Population genetic structure and differentiation
DNA was extracted from liver sample of 22 male tree sparrow, a half from BY and the other from LJX, using the Qiagen DNeasy Blood and Tissue Kit. DNA concentration (minimum of 80 ng/µL) was measured using Qubit DNA Assay Kit in Qubit 2.0 Flurometer (Life Technologies, CA, USA). After sample quality control, the qualified DNA samples are randomly fragmented by Covaris and the fragments are collected by magnetic beads. Adenine are added to 3’end of end-repaired DNA fragments before adaptor ligation. The ligation products are then cyclized and then amplified by linear isothermal Rolling-Circle Replication and DNA NanoBall technology. Sequencing of these DNA libraries is performed with BGISEQ sequencing platform.
SOAPnuke v2.1.0 (Chen et al., 2018) was used to remove any remaining adapter and trim low quality reads. The clean reads were mapped to reference genome using Burrows-Wheeler Alignment tool (BWA) v0.7.17 (Li & Durbin, 2009) with high mapping rates (>99%). Properly paired ratio of samples varies from 97.90% to 98.45 and the effective mapping depth is between 9.6145 × to 12.2982 ×. After alignment, we used Picard v2.25.0 to remove duplicate reads arisen during sample preparation e.g. library construction. We used Genome Analysis Toolkit (GATK) v4.2.0.0 (McKenna et al., 2010) for variant calling and hard-filtering followed different filtering thresholds for SNPs (QD < 2.0, QUAL < 30.0, SOR > 3.0, FS > 60.0, MQ < 40.0, MQRankSum < -12.5, ReadPosRankSum < -8.0) and indels (QD < 2.0, QUAL < 30.0, FS >200.0, ReadPosRankSum < -20.0) separately. The obtained variant calls were annotated by ANNOVAR (Wang et al., 2010) (Table S3).

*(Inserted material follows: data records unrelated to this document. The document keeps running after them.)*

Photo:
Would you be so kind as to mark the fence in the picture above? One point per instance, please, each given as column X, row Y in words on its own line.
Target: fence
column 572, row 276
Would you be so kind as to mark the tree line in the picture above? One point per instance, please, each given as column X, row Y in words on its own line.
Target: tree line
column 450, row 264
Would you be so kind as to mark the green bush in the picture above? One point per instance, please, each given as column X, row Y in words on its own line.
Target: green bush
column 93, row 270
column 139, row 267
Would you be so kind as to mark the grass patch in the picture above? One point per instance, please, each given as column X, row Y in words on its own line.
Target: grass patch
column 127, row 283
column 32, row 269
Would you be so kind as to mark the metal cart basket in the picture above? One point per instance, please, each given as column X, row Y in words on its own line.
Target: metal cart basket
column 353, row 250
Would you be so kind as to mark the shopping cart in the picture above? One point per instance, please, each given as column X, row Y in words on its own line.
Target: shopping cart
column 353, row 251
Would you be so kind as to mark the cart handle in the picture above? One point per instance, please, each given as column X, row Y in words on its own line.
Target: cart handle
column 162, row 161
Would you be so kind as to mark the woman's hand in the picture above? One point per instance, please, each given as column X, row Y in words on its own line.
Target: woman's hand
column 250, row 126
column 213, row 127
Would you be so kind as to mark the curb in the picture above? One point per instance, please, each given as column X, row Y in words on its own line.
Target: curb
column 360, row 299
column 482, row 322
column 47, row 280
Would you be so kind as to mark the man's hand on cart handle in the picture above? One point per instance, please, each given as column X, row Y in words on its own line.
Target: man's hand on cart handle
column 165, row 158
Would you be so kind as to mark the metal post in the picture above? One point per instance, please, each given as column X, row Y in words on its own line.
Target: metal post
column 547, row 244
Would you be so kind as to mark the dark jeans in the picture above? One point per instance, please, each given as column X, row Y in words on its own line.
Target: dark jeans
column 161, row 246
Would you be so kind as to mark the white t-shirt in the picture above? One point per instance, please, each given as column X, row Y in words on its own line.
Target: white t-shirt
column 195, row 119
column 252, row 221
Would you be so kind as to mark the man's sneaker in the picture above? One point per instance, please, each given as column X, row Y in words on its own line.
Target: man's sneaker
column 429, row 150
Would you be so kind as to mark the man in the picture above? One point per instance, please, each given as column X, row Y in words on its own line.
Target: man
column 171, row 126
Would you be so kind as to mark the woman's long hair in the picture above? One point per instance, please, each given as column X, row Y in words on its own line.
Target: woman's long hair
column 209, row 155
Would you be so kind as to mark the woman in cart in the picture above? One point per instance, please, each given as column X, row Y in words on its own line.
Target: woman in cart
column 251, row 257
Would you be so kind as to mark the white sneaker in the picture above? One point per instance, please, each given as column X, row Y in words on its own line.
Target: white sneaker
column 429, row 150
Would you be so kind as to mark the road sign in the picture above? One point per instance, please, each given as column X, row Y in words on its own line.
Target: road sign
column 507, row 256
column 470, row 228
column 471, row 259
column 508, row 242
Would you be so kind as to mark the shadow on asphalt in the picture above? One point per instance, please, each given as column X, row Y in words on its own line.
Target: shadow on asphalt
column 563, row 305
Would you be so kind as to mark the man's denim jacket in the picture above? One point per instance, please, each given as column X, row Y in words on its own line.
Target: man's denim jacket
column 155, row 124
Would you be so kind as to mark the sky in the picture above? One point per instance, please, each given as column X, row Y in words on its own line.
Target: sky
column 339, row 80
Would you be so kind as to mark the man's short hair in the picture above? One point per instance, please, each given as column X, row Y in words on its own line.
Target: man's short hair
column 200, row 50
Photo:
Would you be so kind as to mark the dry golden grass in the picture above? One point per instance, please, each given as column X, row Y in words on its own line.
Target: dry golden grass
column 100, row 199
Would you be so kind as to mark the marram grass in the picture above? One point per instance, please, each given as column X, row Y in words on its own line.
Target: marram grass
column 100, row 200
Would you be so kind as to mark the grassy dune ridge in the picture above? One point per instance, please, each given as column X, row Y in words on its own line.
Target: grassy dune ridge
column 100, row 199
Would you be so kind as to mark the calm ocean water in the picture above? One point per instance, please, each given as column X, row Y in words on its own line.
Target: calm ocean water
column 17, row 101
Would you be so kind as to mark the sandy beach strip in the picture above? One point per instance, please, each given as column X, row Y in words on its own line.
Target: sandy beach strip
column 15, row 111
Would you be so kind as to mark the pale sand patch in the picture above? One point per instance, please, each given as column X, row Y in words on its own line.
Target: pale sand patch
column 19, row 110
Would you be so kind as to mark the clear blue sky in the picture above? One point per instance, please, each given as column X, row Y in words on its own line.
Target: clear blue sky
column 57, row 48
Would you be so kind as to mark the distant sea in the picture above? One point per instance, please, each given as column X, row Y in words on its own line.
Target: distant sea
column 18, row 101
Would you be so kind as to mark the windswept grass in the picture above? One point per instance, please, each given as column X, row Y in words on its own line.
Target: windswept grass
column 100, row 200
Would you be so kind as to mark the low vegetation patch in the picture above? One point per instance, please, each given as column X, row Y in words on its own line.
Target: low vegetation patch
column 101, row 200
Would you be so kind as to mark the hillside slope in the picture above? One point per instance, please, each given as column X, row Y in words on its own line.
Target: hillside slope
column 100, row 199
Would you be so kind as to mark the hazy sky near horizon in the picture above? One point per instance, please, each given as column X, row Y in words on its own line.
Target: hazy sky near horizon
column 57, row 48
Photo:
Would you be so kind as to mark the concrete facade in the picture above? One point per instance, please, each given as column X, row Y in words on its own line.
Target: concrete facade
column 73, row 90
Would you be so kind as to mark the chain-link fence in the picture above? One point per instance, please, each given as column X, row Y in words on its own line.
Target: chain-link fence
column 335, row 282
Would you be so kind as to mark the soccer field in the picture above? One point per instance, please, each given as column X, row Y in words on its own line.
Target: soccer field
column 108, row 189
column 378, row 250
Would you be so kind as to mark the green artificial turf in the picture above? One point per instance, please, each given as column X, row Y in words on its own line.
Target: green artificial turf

We used PLINK v1.90 (Purcell et al., 2007) to remove SNPs with a minor allele frequency (MAF) ≤ 0.05 and genotyped in less than 80% samples. We then calculated the pairwise linkage disequilibrium (LD) between the left SNPs and removed one SNP from each pair of neighbor markers whose pairwise r2 is higher than 0.2 using PLINK and the remaining SNPs were used for subsequent analysis. We constructed a maximum-likelihood tree using RAxML-NG v1.0.3 (Kozlov et al. 2019) and the constructed phylogenetic tree was visualized using an online tree visualization tool iTOL v6.4.3 (Letunic & Bork, 2021). Principal component analysis was performed using PLINK and individual ancestries were estimated using ADMIXTURE v1.3.0 (Alexander et al., 2009) with assumed number of populations (K) ranging from 1 to 4.